What Does It Mean to Have Faith?

It Means the Willingness to Step Out of the Boat

Faith is the complete trust or confidence in someone or something. This is much easier to say than to do. Saying it doesn’t require the level of commitment that doing does.

In Matthew 14:22-33 Jesus’ followers are alone in a boat in the middle of the night and there’s a storm. They see something on the water and think it’s a ghost, but it’s Jesus. Peter says, “…if it’s really you, then command me to come to you on the water.” Jesus says, “Come.”, and Peter gets out of the boat and walks to Jesus. Then Peter gets scared and starts to sink. Jesus reaches out and catches Peter and says, “Your faith is small.”

How big is your faith?

I think this story of Peter getting out of the boat is a great example of our humanness. Faith is easier in the beginning when you’re still close to the solid comfort of the known. The real test is when you get out in the middle. The goal still looks far away, and we begin to doubt ourselves and our decision.

It requires faith to step out.

Imagine standing on the edge of a wide and deep canyon. It is scary, standing there you can’t see the bottom or the other side. You know that on the other side is something important. It could be a person, a business, a home, the life of your dreams.

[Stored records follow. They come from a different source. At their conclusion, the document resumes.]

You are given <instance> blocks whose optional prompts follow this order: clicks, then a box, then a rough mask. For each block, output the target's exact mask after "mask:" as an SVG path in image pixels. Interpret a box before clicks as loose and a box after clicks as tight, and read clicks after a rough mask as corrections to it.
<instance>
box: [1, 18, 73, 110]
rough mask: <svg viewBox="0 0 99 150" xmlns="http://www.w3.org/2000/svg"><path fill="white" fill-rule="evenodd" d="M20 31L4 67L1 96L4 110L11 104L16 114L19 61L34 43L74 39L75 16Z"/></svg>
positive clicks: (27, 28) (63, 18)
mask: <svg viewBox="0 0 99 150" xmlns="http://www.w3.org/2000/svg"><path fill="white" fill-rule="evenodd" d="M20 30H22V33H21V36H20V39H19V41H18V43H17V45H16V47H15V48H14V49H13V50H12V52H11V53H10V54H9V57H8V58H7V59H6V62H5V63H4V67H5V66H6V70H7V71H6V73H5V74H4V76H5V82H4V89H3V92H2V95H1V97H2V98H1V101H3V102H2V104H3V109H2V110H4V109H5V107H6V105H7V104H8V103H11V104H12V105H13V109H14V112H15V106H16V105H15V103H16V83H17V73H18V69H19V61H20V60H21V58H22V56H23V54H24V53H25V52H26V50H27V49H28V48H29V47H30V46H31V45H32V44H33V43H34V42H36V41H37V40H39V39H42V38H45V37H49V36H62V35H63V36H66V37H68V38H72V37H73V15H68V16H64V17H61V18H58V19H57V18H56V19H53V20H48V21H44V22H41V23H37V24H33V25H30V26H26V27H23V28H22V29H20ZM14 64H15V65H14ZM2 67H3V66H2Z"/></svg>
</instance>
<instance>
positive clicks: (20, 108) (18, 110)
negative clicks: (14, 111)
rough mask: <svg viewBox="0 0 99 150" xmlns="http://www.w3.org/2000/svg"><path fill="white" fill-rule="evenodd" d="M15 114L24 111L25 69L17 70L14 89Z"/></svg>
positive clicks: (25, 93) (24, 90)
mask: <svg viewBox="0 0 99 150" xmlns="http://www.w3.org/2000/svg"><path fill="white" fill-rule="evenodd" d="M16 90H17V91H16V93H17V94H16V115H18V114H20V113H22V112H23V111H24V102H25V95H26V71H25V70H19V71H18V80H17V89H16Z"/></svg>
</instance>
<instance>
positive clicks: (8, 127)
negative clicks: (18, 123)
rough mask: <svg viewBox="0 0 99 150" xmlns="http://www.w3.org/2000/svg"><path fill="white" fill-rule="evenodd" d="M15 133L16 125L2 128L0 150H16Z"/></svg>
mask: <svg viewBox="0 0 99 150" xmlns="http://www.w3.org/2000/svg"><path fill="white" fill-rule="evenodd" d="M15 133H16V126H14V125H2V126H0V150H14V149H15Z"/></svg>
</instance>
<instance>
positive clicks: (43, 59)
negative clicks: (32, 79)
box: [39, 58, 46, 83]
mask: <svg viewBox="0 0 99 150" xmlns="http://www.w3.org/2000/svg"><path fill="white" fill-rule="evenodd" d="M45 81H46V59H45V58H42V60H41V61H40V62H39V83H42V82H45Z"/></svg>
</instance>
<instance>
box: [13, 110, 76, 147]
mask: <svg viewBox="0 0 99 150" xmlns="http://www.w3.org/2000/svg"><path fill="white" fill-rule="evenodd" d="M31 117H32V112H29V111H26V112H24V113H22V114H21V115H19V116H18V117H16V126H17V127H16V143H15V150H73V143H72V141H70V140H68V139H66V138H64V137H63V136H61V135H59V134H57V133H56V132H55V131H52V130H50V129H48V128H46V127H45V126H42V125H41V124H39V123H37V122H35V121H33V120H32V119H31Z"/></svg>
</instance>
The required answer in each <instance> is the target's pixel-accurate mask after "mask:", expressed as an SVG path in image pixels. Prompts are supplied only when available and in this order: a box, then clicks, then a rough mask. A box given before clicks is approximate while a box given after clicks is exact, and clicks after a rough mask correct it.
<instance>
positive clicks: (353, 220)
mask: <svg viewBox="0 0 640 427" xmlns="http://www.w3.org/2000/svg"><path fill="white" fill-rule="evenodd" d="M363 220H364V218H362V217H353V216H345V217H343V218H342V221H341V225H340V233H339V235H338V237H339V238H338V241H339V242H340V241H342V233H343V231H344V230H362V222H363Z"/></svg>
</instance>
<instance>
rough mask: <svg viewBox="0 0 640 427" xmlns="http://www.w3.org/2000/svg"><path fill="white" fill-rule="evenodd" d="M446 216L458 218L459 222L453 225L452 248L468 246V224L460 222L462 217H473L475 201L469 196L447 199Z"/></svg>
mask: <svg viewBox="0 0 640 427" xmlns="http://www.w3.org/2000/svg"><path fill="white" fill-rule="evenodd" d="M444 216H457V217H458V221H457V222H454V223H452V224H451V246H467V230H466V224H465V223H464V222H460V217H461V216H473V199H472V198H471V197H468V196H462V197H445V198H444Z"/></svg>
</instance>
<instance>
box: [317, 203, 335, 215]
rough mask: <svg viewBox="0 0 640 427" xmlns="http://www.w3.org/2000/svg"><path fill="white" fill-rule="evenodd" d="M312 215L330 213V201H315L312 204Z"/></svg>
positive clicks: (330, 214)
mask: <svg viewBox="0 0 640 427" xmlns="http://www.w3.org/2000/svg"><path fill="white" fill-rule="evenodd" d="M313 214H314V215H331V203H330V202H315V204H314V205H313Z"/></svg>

The only way to get there is to go across a swinging rope walkway. Some of the boards on the walk are missing and some are broken. The rope is frayed and looks to be unwinding. You can’t even see the whole bridge, so you have no idea what condition the part you can’t see is in. This fear is what keeps most people stuck in the mediocrity. It’s too scary to step out there on the bridge.

What if the thing on the other side is the thing that God wants for you? To have it you just need to have faith and go get it.

We want to have faith. We start to have faith. Then we quit.

The loss of our faith gradually happens as we mature. As we go through life, we become more and more cynical. We witness discouragement and heartache and we lose our faith. In Matthew 18:3 and Mark 10:15 we are told to enter the Kingdom of God; we need to be more like children.

Andy Andrews talks about a childlike faith in his book The Traveler’s Gift. In the Persistent Decision, one of the seven life principles in the book, he speaks to faith. He says, “How long must a child try to walk before he actually does so? A child would never ask the question, for the answer does not matter. By persisting without exception, my outcome – my success – is assured.” A child would not think twice about running out on that bridge over the canyon.

We need to have the faith of a child.

Faith requires that we put our complete trust and confidence in Someone other than ourselves. If we ask God to walk on the water and He says, “Do it”, we can be sure that it’s safe to step out of the boat.